Music Among the Folks

  April 17, 2022   Read time 2 min
Music Among the Folks
Blues musicians were still scattered around the South, in both rural and urban areas, playing mostly for family, friends, but also strangers in the proliferating road houses and juke joints.

Some had moved North before the war, but their flight had accelerated, attracted (along with whites) to the availability of industrial jobs and a different cultural landscape (others joined the armed forces and discovered foreign lands and customs, often without racial discrimination). Particularly in Chicago, a different type of blues now emerged. Muddy Waters (born McKinley Morganfield), for instance, first recorded in rural Mississippi by Alan Lomax in 1941, moved to the Windy City in 1943, where he joined Big Bill Broonzy and other established blues men.

Waters first recorded in 1946, but his distinctive electric guitar sound had to wait a few years to become established. By decade’s end, however, joined by Little Walter, Howlin’ Wolf, and numerous others, and promoted by the Chess brothers’ record labels, Waters was leading a flashy urban blues renaissance that rippled throughout the country. In the South, for example, Memphis remained as an urban blues center.

The term rhythm and blues became associated with a related urban musical style emerging in this period. “Though not exclusive to the city, R & B was folk musicthat captured urban ethnic attitudes and mores,” Barry Pearson has explained. “Successfully marketed to urban consumers (and rural folk who wished to be), R & B embodied the latest fads in language and dance; it spoke of heroes and even the consumer goods now within the reach of postwar blacks.”

The new sound was captured by Charles Brown, Joe Turner, Wynonie Harris, and particularly Louis Jordan. A spate of independent record companies, such as Chess, Atlantic, and Modern, fed the record stories and thousands of public jukeboxes with the revitalized sound. While the blues basically dealt with personal problems and issues, some songs dealt with the wider world of politics and foreign affairs.

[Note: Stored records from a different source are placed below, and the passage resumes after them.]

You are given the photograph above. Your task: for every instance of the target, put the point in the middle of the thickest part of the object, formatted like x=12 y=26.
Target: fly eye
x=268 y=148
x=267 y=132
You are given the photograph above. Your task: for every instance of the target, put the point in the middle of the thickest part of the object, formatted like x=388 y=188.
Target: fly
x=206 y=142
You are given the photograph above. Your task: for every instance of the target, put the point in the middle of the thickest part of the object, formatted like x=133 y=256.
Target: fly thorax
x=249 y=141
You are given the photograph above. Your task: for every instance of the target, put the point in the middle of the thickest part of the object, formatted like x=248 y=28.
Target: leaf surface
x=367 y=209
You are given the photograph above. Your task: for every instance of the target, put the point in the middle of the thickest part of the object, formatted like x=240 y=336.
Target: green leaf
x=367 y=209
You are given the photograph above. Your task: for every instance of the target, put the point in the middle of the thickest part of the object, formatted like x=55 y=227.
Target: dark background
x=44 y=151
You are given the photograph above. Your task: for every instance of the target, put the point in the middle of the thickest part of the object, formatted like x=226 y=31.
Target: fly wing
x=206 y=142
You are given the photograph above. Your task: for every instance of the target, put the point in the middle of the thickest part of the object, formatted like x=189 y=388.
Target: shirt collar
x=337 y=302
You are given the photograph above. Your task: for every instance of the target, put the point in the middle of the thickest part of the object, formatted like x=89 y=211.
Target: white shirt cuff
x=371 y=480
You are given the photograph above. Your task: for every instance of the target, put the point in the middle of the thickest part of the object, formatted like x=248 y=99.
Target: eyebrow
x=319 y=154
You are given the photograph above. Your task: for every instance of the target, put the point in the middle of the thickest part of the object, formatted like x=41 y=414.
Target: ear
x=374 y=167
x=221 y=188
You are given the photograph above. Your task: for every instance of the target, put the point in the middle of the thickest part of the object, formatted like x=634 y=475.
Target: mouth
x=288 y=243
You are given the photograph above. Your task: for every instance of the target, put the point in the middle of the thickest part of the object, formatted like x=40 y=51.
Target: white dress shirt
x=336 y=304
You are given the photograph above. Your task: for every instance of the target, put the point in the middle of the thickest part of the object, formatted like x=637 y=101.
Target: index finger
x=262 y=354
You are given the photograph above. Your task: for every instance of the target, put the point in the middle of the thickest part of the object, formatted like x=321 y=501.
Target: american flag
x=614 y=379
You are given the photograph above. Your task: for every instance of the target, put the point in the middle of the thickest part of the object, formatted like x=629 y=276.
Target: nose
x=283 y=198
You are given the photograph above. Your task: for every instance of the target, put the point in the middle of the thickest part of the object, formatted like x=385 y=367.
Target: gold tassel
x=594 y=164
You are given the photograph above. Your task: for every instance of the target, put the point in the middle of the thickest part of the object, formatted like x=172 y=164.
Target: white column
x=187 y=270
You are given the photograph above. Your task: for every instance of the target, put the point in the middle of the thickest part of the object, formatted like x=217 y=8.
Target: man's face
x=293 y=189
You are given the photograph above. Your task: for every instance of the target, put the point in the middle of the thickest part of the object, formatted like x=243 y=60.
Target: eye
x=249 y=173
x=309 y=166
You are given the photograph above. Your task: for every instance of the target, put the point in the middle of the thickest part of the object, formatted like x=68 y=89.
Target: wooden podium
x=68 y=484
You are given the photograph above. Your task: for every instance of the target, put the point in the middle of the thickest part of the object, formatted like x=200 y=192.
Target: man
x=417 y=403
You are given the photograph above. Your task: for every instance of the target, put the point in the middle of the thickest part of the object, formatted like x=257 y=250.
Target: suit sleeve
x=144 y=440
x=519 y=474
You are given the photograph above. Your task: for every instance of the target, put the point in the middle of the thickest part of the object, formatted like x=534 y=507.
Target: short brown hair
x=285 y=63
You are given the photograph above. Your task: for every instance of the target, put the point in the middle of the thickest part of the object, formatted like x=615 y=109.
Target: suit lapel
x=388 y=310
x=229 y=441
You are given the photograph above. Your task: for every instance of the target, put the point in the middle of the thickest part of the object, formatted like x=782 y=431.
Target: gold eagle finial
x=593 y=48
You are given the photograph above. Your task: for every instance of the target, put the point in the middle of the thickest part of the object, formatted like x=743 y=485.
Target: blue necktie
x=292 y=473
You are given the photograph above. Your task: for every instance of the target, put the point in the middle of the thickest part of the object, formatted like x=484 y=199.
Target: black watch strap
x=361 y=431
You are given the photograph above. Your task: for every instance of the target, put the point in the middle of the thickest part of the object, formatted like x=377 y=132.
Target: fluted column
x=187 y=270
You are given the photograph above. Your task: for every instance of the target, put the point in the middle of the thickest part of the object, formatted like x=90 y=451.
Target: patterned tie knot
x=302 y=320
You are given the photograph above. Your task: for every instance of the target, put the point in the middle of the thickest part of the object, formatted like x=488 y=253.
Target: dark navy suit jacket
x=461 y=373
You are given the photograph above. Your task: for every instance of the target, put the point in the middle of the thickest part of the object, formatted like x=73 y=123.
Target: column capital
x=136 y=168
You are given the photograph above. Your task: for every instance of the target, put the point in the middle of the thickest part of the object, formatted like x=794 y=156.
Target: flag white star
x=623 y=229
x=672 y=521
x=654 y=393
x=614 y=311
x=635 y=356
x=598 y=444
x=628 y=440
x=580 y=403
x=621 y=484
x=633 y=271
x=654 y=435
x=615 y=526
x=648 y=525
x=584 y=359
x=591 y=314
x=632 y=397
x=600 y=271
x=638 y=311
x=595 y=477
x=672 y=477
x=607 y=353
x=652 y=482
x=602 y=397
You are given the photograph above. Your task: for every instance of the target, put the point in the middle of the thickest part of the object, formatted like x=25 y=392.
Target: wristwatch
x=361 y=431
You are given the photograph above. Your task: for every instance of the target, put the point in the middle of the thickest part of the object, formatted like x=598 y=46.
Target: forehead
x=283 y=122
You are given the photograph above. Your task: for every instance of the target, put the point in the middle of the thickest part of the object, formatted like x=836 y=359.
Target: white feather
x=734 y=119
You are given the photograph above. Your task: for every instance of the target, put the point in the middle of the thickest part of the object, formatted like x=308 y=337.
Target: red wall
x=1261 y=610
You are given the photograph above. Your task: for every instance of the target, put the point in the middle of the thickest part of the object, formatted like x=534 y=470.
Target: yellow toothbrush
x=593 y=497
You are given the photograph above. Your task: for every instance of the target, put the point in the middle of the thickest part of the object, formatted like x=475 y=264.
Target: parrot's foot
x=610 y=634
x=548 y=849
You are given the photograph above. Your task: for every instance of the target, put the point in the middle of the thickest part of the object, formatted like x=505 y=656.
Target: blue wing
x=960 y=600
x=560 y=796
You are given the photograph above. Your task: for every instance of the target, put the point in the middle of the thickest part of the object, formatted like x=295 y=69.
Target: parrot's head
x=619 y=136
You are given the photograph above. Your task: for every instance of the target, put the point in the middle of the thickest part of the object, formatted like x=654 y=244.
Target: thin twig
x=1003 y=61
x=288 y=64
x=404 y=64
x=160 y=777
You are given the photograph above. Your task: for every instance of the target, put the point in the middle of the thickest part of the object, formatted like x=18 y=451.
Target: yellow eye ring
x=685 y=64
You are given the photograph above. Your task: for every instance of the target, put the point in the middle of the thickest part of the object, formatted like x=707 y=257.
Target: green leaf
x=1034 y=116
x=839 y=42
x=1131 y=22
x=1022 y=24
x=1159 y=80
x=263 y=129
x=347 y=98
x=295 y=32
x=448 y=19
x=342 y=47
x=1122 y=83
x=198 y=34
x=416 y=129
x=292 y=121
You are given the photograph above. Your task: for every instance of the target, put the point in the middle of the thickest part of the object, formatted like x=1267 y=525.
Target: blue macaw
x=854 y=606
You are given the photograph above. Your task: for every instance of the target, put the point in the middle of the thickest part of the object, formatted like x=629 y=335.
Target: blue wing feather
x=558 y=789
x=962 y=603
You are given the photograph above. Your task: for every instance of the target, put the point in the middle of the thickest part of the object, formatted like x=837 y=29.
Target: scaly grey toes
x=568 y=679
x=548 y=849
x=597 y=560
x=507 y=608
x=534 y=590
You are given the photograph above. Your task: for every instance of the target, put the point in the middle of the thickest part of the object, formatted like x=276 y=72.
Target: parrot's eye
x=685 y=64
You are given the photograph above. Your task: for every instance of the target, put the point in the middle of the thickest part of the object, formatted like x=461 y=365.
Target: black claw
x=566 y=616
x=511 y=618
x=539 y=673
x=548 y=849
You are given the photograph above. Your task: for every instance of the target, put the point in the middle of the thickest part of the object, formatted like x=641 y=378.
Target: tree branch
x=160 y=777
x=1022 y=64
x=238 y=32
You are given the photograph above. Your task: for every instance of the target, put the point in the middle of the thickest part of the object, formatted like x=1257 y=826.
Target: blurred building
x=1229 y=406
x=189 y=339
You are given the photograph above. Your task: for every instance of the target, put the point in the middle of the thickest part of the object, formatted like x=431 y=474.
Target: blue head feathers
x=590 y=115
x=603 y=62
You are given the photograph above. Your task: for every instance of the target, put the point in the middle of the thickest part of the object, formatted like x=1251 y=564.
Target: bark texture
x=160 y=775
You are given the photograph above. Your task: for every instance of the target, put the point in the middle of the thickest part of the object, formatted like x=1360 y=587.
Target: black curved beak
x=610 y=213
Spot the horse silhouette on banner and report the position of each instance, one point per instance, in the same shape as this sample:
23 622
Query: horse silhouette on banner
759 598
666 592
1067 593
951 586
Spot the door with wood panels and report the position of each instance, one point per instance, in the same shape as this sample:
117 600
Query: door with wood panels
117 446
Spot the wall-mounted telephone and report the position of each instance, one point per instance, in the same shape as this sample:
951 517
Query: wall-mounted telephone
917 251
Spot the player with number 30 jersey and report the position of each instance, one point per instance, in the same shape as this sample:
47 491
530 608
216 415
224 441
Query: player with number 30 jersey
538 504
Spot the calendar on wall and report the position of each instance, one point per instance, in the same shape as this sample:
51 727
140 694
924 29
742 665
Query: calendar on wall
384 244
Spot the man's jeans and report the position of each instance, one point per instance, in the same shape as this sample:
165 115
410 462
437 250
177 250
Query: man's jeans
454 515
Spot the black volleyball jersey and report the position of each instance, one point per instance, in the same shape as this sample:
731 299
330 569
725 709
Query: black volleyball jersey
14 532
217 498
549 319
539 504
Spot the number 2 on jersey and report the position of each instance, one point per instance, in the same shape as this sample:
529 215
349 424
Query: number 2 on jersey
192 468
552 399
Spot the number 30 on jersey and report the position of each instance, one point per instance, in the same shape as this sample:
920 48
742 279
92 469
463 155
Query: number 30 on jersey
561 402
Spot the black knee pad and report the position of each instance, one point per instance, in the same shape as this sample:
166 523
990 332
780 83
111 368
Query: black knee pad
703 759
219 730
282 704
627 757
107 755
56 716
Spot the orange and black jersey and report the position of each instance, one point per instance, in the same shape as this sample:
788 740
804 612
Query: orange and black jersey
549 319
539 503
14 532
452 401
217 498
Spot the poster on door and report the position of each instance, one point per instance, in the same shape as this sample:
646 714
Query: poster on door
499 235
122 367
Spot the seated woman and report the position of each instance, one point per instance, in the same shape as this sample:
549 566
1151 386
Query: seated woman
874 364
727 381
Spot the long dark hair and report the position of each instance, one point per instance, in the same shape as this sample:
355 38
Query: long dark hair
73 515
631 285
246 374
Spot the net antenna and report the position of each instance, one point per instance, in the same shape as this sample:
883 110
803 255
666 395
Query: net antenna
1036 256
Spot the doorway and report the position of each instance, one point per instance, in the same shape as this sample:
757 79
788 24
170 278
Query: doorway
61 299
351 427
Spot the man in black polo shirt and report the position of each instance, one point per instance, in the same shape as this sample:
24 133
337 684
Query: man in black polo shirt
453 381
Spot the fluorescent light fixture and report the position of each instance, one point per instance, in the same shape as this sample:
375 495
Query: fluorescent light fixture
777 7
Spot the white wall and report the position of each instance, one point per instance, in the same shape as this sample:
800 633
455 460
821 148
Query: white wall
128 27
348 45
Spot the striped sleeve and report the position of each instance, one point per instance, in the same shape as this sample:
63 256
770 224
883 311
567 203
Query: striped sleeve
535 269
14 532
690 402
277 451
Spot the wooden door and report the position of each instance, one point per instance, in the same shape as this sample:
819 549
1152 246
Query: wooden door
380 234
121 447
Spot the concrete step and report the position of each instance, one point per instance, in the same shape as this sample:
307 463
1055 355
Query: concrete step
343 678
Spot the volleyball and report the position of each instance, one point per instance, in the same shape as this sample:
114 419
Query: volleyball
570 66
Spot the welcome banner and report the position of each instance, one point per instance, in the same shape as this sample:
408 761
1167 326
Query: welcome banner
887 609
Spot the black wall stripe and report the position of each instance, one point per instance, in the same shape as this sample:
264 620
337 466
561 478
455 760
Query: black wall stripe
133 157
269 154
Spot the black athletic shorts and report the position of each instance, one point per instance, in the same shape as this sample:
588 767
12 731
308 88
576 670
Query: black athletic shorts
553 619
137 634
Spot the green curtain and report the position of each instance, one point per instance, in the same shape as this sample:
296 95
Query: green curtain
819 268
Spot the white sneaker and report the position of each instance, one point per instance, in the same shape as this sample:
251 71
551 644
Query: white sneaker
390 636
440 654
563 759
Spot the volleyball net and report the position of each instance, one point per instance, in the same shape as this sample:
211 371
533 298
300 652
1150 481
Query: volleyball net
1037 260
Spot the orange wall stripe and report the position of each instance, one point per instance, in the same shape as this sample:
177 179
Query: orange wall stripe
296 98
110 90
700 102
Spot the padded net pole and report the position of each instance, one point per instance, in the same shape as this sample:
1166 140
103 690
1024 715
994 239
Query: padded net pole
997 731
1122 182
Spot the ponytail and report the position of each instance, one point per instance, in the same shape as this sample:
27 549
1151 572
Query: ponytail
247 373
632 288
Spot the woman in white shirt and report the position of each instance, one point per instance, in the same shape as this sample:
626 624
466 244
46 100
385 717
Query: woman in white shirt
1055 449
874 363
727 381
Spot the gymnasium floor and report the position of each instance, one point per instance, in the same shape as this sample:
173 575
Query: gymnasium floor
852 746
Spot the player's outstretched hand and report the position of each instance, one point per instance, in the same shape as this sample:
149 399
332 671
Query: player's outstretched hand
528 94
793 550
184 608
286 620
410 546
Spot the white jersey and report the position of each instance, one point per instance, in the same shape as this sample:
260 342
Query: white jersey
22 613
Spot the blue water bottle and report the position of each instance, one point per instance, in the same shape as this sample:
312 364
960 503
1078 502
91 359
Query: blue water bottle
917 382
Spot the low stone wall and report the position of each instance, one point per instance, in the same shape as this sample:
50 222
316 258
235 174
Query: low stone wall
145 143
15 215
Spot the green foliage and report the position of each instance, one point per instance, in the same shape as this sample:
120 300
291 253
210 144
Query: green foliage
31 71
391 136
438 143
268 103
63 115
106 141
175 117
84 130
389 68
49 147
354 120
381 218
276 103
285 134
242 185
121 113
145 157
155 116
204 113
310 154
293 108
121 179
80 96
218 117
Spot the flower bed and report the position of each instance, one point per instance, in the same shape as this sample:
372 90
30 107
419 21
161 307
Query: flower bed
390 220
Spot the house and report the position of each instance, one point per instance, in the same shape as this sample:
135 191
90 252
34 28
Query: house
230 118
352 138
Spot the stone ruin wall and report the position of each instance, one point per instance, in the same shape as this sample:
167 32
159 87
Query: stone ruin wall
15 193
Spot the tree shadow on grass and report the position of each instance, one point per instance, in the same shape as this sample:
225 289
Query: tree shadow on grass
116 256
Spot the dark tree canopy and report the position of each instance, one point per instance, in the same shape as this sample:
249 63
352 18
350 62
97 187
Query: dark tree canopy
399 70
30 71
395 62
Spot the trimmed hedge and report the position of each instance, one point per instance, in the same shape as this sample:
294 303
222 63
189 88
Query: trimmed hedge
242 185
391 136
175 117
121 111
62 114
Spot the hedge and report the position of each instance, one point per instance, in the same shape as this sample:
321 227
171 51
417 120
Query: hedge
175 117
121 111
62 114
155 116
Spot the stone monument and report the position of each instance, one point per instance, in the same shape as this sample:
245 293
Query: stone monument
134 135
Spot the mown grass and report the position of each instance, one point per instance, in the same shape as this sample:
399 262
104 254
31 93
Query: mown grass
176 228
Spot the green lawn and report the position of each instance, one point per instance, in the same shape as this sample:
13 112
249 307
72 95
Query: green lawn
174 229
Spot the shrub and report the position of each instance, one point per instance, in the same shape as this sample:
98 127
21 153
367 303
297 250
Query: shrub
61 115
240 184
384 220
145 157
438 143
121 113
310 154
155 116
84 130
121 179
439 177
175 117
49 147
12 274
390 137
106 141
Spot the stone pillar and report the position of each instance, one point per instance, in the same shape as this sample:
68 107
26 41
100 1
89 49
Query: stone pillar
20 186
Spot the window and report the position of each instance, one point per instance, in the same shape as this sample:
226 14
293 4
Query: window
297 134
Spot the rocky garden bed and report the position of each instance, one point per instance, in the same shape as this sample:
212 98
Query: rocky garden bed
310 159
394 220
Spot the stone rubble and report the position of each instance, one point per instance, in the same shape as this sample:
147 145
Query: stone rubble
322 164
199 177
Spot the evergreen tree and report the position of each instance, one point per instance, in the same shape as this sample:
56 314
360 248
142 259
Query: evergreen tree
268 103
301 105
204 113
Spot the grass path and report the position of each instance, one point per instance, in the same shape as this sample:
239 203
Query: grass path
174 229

For example, at war’s end there was Ivory Joe Hunter’s “Reconversion Blues,” Champion Jack Dupree’s “God Bless Our New President” (Harry S. Truman), and Roosevelt Sykes’s “High Price Blues.” Some songs dealt with the atom bomb, such as Joe Houston’s “Atom Bomb,” Pete Johnson’s “Atomic Boogie,” and Slim Gaillard’s “Atomic Cocktail.” Race relations could also appear in a blues song, such as Big Bill Broonzy’s “Black, Brown and White,” while Lead Belly performed “Jim Crow Blues.”

By decade’s end folk music appeared in a variety of styles and sounds—traditional and contemporary, blues and country, gospel and rhythm and blues, ballads and work songs. Performers could be heard on concert stages, on front porches, on radio programs, on commercial recordings, at folk festivals, indeed just about everywhere.

It was truly a part of the country’s musical mix, and would only become more prominent in the near future. The same was true, but to a much lesser extent, in Great Britain, but this would soon change, as both countries experienced a folk boom that easily crossed the Atlantic.